A resolução de todas essas tensões, em todo caso, vinha de cima. O senhor do viveiro das Musas, de qualquer forma, era o soberano. Quando o sofista Zoilo, segundo Vitrúvio, foi a Alexandria para recitar seus indignos ataques contra os poemas de Homero (vangloriando-se de ser seu "fustigador"), foi o próprio Ptolomeu em pessoa que o condenou à morte “por parricídio". O Museu, incluídos os doutos que lá viviam e os livros que aí se acumulavam, era seu, era um dos instrumentos de seu prestígio. A mudança do soberano, portanto, podia significar transformações profundas na gaiola.
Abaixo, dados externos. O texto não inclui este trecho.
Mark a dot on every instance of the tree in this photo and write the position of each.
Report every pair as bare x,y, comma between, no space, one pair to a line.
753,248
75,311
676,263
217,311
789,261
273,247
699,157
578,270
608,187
Com a ascensão do terceiro Ptolomeu ao trono, cuja esposa, Berenice, era uma princesa de Cirene, iniciou-se uma nova fase para Calímaco, conterrâneo da nova rainha e cantor da sua beleza. De Cirene foi chamado à corte o onisciente Eratóstenes, muito ligado a Calímaco; foi-lhe atribuída, além da educação do herdeiro ao trono, a direção da biblioteca. Tendo rompido com a corte, Apolônio abandonara o cargo, retirando-se para Rodes. A separação certamente não foi pacífica, pois Calímaco se inspirou na fuga de Apolônio para insultá-lo com um poema virulento, "cheio de veneno e sujeira".

Rigorosamente selecionados pelo soberano, protegidos por ele, livres de preocupações materiais: tal era a condição dos doutos do Museu. Quando saíam do Museu, continuavam no palácio. Por razões que permaneceram obscuras, Aristófanes de Bizâncio, que durante anos vivera entre aquelas prateleiras, lendo e relendo rolos, organizou uma fuga. Disseram que para chegar a Pérgamo, onde nesse ínterim surgira um centro rival. Mas o plano foi descoberto, e o grandioso erudito foi preso.